Now I'm looking up different graduate schools, and researching various financial aid things, and considering whether I would be able to work part-time and go to school or whether various programs would accept my somewhat baroque undergrad degree as an acceptable prerequisite or if I would have to take a lot of intro courses to get up to speed, and then I thought about portfolios... and realized that I basically have a big, blank year of doing dead-end work in the ideological armpit-pimple of the nation* and have absolutely nothing to show for it.
So pretty much now I'm looking for whatever entry-level design employment in pretty much any other city on the East Coast outside of NYC I can get and hoping that if I can just get out of Terabil, my right brain will wake up again and start making up for lost time.
*Anyone who's got real-name privilege, remind me to tell you sometime about the white-supremacy organization that's quartered here. And our newspaper, which likes to publish Michelle Malkin and Cal Thomas op-eds and letters-to-the-editor screeds about God-guns-and-gays. Oh, it's delightful.
5.17.2008
"Gay people already have the right to marry, they just have to marry someone of the opposite sex like heterosexuals have to."

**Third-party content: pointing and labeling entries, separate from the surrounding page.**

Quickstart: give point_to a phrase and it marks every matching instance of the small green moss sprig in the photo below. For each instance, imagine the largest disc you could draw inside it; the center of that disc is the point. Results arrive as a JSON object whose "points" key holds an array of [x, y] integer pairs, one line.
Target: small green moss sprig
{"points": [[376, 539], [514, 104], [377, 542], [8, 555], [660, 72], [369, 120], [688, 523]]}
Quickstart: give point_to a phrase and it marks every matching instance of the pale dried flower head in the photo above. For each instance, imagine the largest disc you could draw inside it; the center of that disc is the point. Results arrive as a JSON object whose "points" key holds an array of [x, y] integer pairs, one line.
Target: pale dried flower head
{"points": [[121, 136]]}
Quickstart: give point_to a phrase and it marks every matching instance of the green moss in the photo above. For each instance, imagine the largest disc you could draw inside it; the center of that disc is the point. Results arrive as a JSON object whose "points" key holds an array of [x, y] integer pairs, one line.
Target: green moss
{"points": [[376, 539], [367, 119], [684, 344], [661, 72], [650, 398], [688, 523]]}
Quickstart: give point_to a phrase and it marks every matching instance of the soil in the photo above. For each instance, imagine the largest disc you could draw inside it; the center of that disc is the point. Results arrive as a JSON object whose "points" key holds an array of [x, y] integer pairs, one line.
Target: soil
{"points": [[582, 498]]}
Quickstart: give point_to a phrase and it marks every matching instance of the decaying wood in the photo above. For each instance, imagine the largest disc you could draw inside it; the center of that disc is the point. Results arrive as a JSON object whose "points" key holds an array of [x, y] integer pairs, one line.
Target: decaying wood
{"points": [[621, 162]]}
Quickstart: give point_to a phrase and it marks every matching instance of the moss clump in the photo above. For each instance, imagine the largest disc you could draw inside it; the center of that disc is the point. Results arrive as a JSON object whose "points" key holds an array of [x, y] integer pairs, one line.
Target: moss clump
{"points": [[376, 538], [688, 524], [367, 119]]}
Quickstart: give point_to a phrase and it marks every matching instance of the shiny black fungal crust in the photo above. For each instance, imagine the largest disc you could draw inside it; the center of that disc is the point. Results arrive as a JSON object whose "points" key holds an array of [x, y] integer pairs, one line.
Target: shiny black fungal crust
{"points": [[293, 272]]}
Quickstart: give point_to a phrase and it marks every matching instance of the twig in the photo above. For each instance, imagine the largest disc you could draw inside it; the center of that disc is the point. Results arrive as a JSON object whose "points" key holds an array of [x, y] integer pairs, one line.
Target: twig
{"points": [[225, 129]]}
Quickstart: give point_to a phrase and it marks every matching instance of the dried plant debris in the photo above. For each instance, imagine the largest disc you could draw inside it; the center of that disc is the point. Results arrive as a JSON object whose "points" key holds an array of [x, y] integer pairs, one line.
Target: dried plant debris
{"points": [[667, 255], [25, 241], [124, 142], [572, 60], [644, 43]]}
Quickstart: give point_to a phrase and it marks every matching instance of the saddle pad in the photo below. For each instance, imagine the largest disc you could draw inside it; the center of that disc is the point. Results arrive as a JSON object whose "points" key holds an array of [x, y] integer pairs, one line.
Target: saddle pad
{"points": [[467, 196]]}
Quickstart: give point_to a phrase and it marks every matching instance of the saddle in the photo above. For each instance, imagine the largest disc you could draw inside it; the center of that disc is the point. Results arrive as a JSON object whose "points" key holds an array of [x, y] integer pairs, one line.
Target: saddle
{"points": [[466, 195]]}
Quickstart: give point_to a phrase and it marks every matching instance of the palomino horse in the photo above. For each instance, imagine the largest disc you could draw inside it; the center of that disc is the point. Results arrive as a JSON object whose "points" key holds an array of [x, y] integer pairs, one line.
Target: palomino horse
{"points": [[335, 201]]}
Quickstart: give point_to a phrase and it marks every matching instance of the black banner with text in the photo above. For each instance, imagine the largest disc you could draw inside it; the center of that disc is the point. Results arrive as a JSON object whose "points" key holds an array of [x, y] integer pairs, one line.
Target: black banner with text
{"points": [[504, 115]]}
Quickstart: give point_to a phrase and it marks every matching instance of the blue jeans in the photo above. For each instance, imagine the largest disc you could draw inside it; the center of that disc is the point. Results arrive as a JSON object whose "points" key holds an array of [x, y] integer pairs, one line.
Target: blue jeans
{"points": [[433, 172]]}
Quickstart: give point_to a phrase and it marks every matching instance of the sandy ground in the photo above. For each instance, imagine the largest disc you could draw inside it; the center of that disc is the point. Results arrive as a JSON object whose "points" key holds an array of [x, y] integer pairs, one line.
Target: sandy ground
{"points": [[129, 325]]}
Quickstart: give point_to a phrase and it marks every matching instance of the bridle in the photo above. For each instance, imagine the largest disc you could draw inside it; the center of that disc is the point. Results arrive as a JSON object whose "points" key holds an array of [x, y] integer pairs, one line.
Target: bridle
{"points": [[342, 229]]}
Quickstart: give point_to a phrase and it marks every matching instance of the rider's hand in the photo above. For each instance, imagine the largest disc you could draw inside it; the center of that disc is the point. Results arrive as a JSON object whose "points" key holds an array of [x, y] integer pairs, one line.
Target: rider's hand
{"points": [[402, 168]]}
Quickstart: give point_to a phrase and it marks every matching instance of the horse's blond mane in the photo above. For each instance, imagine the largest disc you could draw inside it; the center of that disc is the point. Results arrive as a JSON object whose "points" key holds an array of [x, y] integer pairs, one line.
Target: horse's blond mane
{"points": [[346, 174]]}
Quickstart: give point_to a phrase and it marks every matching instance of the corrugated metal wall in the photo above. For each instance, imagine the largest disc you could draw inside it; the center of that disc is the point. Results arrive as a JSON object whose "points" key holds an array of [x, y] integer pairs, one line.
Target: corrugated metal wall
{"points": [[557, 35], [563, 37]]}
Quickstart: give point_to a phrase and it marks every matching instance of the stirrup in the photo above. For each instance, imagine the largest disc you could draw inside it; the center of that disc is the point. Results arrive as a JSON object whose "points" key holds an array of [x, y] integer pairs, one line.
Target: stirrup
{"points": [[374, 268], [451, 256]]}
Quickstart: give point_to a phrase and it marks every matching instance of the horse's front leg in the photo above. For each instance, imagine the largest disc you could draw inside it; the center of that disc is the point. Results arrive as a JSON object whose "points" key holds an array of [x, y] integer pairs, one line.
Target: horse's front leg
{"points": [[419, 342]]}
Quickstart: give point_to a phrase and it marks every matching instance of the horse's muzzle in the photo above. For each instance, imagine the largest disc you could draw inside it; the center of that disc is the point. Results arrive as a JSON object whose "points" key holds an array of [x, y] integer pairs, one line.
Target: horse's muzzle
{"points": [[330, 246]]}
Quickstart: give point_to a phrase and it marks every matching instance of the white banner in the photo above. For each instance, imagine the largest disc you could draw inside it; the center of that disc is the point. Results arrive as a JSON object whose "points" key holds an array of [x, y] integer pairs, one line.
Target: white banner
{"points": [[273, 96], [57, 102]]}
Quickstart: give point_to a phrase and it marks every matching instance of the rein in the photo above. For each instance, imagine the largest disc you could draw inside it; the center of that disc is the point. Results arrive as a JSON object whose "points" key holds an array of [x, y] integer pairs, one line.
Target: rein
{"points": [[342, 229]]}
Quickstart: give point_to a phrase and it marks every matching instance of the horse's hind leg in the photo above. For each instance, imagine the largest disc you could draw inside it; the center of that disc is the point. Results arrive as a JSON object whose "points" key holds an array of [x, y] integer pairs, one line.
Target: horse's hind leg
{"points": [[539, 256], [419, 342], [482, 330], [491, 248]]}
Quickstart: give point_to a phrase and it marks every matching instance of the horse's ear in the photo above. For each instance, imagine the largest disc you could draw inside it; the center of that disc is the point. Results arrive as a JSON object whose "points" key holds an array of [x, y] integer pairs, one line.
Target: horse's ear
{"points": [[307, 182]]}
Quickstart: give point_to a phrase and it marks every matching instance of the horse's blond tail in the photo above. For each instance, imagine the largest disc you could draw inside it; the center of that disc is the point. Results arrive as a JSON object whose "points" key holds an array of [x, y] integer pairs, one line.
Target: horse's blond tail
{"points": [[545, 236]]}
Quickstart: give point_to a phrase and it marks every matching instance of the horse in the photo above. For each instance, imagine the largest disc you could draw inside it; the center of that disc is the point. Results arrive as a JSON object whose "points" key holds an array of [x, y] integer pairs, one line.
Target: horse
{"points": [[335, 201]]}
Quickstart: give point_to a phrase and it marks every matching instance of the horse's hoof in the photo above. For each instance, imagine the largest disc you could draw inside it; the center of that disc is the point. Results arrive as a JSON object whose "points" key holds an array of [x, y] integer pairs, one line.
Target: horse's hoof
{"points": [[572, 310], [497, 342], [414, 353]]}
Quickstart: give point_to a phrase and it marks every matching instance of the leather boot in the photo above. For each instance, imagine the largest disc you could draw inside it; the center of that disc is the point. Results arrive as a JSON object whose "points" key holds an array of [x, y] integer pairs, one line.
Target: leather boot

By this logic, miscegenation laws were totally fair because everyone could marry, they just had to pick someone of their own race. See? Equality! Pay no attention to the emotional and social costs paid by lovers made strangers under law, or the societal costs of the racism and heterosexism these unequal marriage laws engender, and let's not question the compelling state interest in keeping a civil contract of mutual obligation between consenting adults gender-dependent, because we've got our Constitutional mint and rue nicely weighed out.
I always want to ask people who use this argument if they want to be the straight guy married to a lesbian, or the straight woman married to a gay man (assuming the lost cause straight guy in question doesn't retort "Hur hur, I'd marry a lesbian if I could watch!"). A variation on this one for the married heteros is "did you marry your husband/wife because they had a penis/vagina, or because you loved them and wanted to spend your life with them?"
Of course, this is rarely if ever a real argument. It's a "gotcha" argument made by people who are so entranced by their own cleverness that they can't be arsed to actually address the issues, like the "you're intolerant of my intolerance LOL!" schtick. And it can be logically countered with "Yes, and after sex-irrelevant marriage is law you'll have the right to marry someone you are constitutionally incapable of being sexually attracted to, just like I do now. Congratulations."
"Oh noes, bad timing! This is going to hurt more important political causes!"
Like there's ever a GOOD time. There will always be some bigger issue or more important thing that gays, or women, or transfolk, or people of color will have to take a back burner to.
The women's suffrage movement grew out of women in abolition movements who were angry at being barred from speaking at conferences about issues they were giving their hard work and money to. The second-wave feminist movement likewise grew out of women in antiwar and antiracist groups being relegated to making coffee and getting no credit for the work they did do.
For that matter, why are we trying to get progressive politicians elected in the first place? So we can DO something about this shit. If we can get it done sooner rather than later, then that's a GOOD thing. Bitching about how Middle America "isn't ready" isn't going to help anyone.